Araf tahmin ediyordu bu sadece bir göz korkutma eylemiydi. Başka türlü kimse ne Araf 'a ne de onun yanında bulunan birine bunu yapacak cesarete sahip değildi. Araf kendine kızıyordu aslında. Daha güvenli bir şekilde malların yerini öğrenip evlerine gidebilirlerdi.

Araf kollarındaki genç kadının titrediğini fark edince, genç kadına zarar vermemeye çalışarak ceketini çıkartıp genç kadının üzerine örttü. O sırada Araf farkettiği kurşunun girdiği yere yine Elif 'in canını daha fazla yakmamaya dikkat ederek gömleğinin uçlarından büyük bir parça kesip sarmaya çalıştı.

Kurşun omzuna denk gelmişti. Araf genç kadının omzunu sararken elleri titriyordu.
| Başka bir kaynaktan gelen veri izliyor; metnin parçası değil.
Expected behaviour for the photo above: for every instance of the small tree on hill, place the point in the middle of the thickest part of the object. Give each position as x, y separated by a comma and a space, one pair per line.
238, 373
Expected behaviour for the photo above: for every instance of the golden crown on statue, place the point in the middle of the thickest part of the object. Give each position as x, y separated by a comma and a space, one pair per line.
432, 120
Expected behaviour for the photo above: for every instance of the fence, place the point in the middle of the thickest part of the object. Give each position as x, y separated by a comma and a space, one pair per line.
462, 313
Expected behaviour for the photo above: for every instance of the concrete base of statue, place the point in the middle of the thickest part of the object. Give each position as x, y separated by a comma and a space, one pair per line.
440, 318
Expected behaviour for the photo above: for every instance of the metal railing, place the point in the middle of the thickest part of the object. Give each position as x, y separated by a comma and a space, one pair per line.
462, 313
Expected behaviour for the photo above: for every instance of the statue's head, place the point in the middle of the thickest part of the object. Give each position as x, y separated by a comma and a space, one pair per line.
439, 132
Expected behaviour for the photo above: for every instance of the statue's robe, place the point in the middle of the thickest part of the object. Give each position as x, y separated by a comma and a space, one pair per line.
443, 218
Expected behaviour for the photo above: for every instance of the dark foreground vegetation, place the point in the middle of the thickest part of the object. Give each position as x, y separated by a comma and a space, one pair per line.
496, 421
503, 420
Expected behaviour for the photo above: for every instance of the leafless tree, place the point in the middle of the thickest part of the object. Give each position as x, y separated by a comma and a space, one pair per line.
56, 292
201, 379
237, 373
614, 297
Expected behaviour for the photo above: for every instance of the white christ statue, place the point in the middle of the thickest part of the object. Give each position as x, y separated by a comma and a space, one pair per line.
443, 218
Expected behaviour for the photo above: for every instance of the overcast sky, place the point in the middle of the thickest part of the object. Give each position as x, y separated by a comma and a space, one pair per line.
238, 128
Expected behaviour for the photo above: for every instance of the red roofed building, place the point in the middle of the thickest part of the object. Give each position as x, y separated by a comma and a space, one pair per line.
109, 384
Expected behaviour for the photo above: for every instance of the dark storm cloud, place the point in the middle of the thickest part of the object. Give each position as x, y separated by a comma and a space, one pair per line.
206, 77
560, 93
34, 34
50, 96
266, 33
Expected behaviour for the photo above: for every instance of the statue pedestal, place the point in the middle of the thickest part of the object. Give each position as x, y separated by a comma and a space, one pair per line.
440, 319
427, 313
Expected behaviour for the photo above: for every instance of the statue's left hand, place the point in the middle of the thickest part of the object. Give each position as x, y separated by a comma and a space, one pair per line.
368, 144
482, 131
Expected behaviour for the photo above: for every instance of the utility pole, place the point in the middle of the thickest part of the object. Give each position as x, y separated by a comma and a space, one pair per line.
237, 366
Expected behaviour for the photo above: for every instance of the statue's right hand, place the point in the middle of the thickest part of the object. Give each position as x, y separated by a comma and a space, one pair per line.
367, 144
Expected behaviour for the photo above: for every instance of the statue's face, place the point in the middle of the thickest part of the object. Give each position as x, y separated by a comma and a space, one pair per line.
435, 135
Araf Karadağlı 'nın elleri titriyordu. İçindeki kötü hissin sebebi sadece suçluluk duygusu muydu? Yoksa arada başka bir sebebi daha var mıydı?

Araf elini genç kadının yüzüne koyup "Lütfen mihman kendine gel. Hadi az kaldı dayan. Gözlerini aç lütfen." diye fısıldadı.
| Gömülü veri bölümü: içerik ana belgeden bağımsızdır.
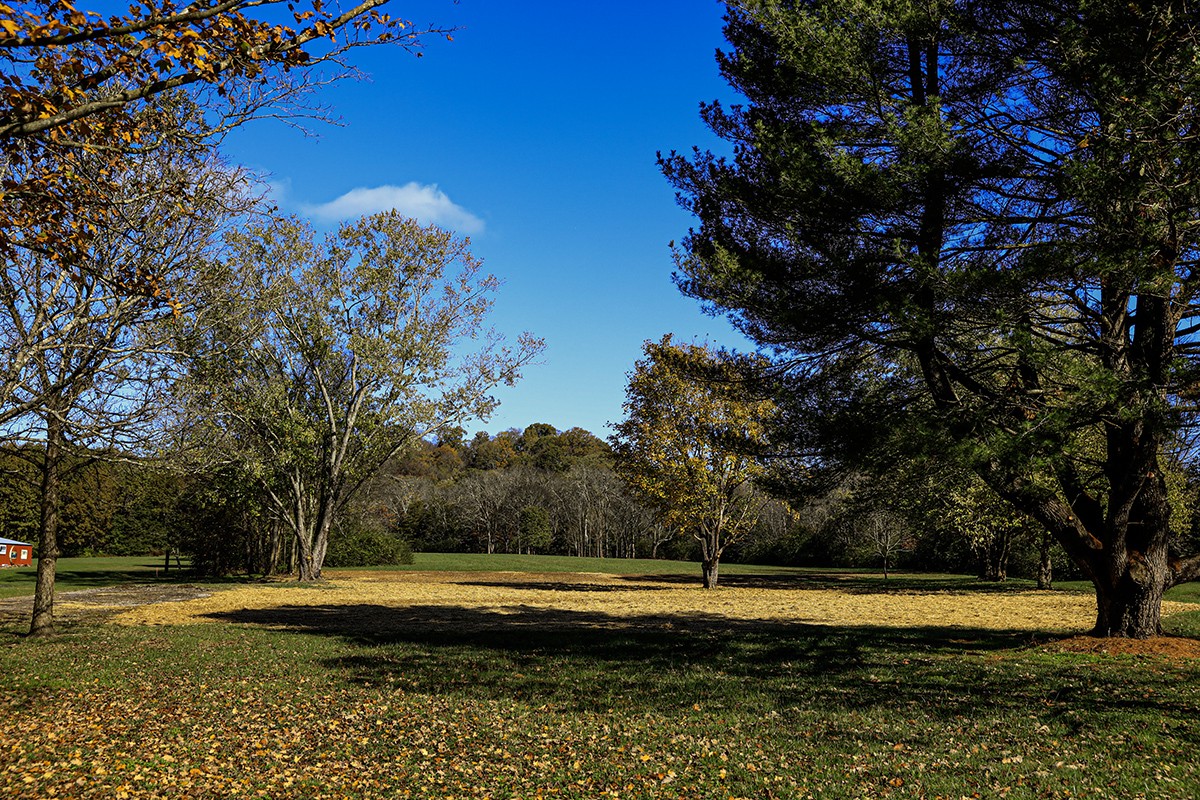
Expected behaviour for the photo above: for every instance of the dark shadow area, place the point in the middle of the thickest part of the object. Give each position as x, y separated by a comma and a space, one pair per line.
598, 662
843, 582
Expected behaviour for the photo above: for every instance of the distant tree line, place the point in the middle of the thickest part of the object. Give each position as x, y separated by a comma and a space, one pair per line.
538, 491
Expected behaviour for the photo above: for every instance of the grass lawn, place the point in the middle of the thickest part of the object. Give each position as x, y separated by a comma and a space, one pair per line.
510, 703
91, 573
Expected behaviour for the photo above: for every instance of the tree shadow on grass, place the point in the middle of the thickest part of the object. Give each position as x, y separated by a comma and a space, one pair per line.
852, 583
599, 662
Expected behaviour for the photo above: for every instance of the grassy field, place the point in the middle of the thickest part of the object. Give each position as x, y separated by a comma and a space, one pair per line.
527, 702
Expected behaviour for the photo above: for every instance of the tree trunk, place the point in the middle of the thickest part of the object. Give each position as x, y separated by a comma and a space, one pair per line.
1045, 575
42, 623
995, 557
Elif 'le konuşurken ki ses tonunun aksine, korumalarına dönüp "Acele edin! Ne kadar uzak olabilir ki? Hızlı olun! Eğer biraz bile geç kalırsak mezarınızı kendiniz kazın!" diyerek kükredi.

Bir kaç endişeli dakikadan sonra araba hastanenin önünde durmuştu. Araf hızlıca Elif 'i tekrar kollarına alıp canını acıtmadan arabadan indi.
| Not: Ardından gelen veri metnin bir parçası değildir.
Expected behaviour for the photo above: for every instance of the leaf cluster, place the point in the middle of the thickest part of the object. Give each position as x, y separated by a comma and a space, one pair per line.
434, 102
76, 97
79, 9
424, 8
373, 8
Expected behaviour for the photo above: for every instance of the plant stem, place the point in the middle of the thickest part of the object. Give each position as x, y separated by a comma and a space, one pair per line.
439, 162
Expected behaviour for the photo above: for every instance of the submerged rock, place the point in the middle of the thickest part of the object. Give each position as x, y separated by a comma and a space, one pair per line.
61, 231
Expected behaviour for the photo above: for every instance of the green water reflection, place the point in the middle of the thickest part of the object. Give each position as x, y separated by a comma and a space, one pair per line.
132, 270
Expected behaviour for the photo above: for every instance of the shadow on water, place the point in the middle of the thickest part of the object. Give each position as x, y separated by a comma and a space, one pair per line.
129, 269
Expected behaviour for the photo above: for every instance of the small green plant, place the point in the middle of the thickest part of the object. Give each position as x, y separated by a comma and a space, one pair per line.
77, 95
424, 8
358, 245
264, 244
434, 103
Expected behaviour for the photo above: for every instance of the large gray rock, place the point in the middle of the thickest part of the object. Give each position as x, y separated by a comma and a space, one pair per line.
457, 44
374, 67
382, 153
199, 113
Hastanenin acil servisine doğru hızlı ama bir o kadar da Elif 'in canını acıtmak istemediğinden nazik adımlarla ilerledi.

Araf karşısına ilk çıkan hemşireyi durdurup "Yardım eder misiniz? Arkadaşım vuruldu." diyerek hemşirenin yardım etmesini bekledi.

Hemşire hızlıca başını sallayarak uzaklaştı. Bir kaç saniyenin ardından elinde sedye yanında sağlık görevlileriyle yanlarına ulaşmıştı.

Araf genç kadını sedyeye bırakıp sedyeyle beraber ilerleyen sağlık çalışanlarının arkasından ilerledi. Sedyenin yanına koşarak gelen doktor " Çabuk ameliyathaneyi hazırlayın! Hasta kan kaybediyor." Diye bağırması Araf'ı daha da telaşlandırırken Allah benim belamı versin diye geçirdi içinden.

Doktor hemşiresiyle ameliyathaneye girince Araf kapıya yaşlı bir şekilde kalmıştı. Ayaklarının daha fazla onu taşıyamayacağını anladığında yavaşça kapıya sürtünüp yere çöktü. Oturduğu yerde yüzünü ellerinin arasına alıp fısıldadı. "Ne yaptım ben?"

Ameliyathanenin kapısı açılınca Araf telaşla oturduğu yerden kalkıp bakışlarını kapıya çevirdi.

Hemşire ona bakmadan hızla ilerken Araf kendine geldiğinde önündeki hemşireyi durdurup "Ne oldu? Ona bir şey mi oldu?" diye güçsüz bir sesle sordu.